Reputation: 726
I'm looking for a way how to zip a (big) file stored in a google-bucket and write the compressed file to a google-bucket too.
This command-sequence works fast and fine:
gsutil cat gs://bucket/20190515.csv | zip | gsutil cp - gs://bucket/20190515.csv.zip
...but it has the problem that the filename inside the ZIP has the useless name "-".

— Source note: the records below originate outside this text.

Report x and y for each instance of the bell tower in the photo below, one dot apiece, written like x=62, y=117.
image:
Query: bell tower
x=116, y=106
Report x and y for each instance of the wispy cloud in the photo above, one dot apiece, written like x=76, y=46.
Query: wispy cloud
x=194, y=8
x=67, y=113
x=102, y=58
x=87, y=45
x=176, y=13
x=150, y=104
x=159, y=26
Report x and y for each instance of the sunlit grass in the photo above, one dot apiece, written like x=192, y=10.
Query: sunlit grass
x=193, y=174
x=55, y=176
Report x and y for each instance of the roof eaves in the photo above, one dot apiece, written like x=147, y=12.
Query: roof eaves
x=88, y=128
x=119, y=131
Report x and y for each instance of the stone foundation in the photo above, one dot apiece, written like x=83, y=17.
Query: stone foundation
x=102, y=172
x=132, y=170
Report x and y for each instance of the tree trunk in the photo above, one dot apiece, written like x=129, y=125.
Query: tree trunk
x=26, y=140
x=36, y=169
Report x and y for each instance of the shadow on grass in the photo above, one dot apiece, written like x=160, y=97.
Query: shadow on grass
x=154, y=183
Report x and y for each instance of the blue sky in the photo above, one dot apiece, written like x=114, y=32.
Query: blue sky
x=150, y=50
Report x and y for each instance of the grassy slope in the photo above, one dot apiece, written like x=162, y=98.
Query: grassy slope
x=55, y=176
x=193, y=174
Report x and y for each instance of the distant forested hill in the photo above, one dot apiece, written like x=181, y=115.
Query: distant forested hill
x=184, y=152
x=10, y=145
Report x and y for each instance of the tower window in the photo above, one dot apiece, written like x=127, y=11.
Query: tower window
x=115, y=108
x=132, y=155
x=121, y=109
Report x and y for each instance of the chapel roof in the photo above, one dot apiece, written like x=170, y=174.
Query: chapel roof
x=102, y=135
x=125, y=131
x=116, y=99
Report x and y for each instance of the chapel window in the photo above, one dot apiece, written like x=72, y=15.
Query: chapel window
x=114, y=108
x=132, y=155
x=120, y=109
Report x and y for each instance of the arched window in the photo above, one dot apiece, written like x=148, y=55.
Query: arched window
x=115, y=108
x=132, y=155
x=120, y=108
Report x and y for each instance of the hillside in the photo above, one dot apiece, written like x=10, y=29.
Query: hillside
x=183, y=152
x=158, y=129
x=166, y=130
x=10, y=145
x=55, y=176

On the other hand, if I use the sequence:
gsutil cp gs://bucket/20190515.csv .
zip -m 20190515.csv.zip 20190515.csv
gsutil mv 20190515.csv.zip gs://bucket/20190515.csv.zip
...then I get a usable name in the ZIP - but the command takes extremely long and needs a correspondingly large (virtual) hard disk.
Upvotes: 0
Views: 838
Reputation: 726
Thanks to meuh's advice, I now have a solution:
#!/usr/bin/python3
import sys, zipstream
with zipstream.ZipFile(mode='w', compression=zipstream.ZIP_DEFLATED) as z:
z.write_iter(sys.argv[1], sys.stdin.buffer)
for chunk in z:
sys.stdout.buffer.write(chunk)
..stored as streamzip.py. Then the following call:
fn="bucket/20190515.csv"
execCmd("gsutil cat gs://%s | streamzip.py %s | gsutil cp - gs://%s.zip"%(fn, fn.split("/")[-1], fn))
...gives the desired result.
Upvotes: 3